Key A/R performance metrics you should track
A quick recap of what's Accounts Receivable (A/R)
Accounts receivable (AR) is the amount of money owed to a business by its customers for goods or services sold on credit. It is an essential component of a company's working capital and cash flow management. Accounts receivable KPIs (Key Performance Indicators) are metrics used to measure the performance of a company's AR function. These KPIs help businesses keep track of their outstanding invoices, collections, and cash flow. In this article, we will discuss the top five accounts receivable KPIs, what they are, when to use them, and how to calculate them.
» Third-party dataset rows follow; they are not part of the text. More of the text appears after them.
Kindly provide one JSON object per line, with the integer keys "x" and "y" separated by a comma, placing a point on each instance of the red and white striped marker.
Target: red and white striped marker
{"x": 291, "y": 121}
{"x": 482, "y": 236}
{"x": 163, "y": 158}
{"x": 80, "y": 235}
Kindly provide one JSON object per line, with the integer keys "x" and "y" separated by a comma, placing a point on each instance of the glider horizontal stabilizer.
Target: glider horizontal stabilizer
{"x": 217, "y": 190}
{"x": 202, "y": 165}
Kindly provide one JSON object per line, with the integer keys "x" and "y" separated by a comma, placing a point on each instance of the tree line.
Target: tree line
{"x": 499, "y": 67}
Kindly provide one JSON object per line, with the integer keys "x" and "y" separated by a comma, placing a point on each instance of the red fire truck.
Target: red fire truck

Days Sales Outstanding (DSO)
DSO measures the average number of days it takes a company to collect payment on its outstanding invoices. A high DSO indicates that customers are taking longer to pay, which can have a negative impact on cash flow. To calculate DSO, divide the total outstanding AR by the average daily sales. The result is the number of days it takes to collect payment on outstanding invoices.
Aging buckets
Aging buckets typically divide outstanding invoices into groups based on how long they have been open. For example, invoices that are 0-30 days old would be in the 1st bucket, invoices that are 31-60 days old would be in the 2nd bucket, and so on. The number of aging buckets used can vary depending on the business and its payment terms, but common aging buckets include 0-30 days, 31-60 days, 61-90 days, and 90+ days.
Using aging buckets can help businesses to identify problem areas in their accounts receivable process, such as customers who consistently pay late or invoices that are not being followed up on in a timely manner. By monitoring the number and value of invoices in each aging bucket, businesses can also get a better sense of their cash flow and predict future payment trends.
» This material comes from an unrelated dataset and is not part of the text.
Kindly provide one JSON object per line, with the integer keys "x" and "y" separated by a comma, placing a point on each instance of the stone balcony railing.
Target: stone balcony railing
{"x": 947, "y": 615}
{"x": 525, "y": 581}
Average Collection Period (ACP)
The ACP measures the average number of days it takes a company to collect payment on its credit sales. It is calculated by dividing the average AR balance by the average daily sales. The ACP is a useful KPI for measuring the effectiveness of a company's collection efforts.
Bad Debt Ratio
The bad debt ratio is a measure of the percentage of AR that a company is unable to collect. A higher bad debt ratio can indicate issues with a company's credit and collection policies, customer creditworthiness, or financial instability. To calculate the bad debt ratio, divide the total amount of bad debt by the total amount of AR.
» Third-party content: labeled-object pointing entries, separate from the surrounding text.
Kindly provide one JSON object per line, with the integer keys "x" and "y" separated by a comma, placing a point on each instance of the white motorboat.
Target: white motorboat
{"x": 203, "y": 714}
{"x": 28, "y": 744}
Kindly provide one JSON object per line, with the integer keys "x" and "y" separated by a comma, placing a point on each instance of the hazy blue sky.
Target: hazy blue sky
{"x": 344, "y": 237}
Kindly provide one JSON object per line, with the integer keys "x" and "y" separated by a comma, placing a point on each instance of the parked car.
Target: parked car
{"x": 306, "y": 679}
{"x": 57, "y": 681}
Collection Effectiveness Index (CEI)
The CEI measures the effectiveness of a company's collection efforts. It is calculated by dividing the total amount collected by the total amount of outstanding AR. The result is a percentage that represents how much of the outstanding AR was collected during a given period. A higher CEI indicates a more effective collection process.
Best DSO & Best Possible DSO
As mentioned, Days Sales Outstanding (DSO) is a commonly used metric to measure the average number of days it takes for a business to collect payment after a sale has been made. A low DSO indicates that the business is collecting payment quickly, while a high DSO indicates that the business is taking a longer time to collect payment.
Best DSO is the ideal DSO for your business based on your industry and payment terms. It is calculated by taking the average payment period for your industry and subtracting your payment terms. For example, if the average payment period for your industry is 60 days and your payment terms are 30 days, your Best DSO would be 30 days.
Best Possible DSO (not to be confused with Best DSO ) is a metric that indicates the lowest possible DSO that a company can achieve based on its customer payment behavior. It is a theoretical value and assumes that all customers will pay their invoices on the due date or earlier. It provides an upper limit to what a company's DSO should be, given the credit terms offered and the historical payment patterns of its customers.
Average Days Delinquent
Average Days Delinquent (ADD) is a metric that measures how many days past due your receivables are on average. It is calculated by taking the sum of the number of days each invoice is past due and dividing it by the number of invoices in your accounts receivable.
Conclusion
In conclusion, the above accounts receivable KPIs are essential metrics for any business that sells on credit. They provide valuable insights into a company's cash flow management, collection efforts, and financial health. By tracking these KPIs, businesses can identify areas for improvement, optimize their collection processes, and maintain healthy cash flow.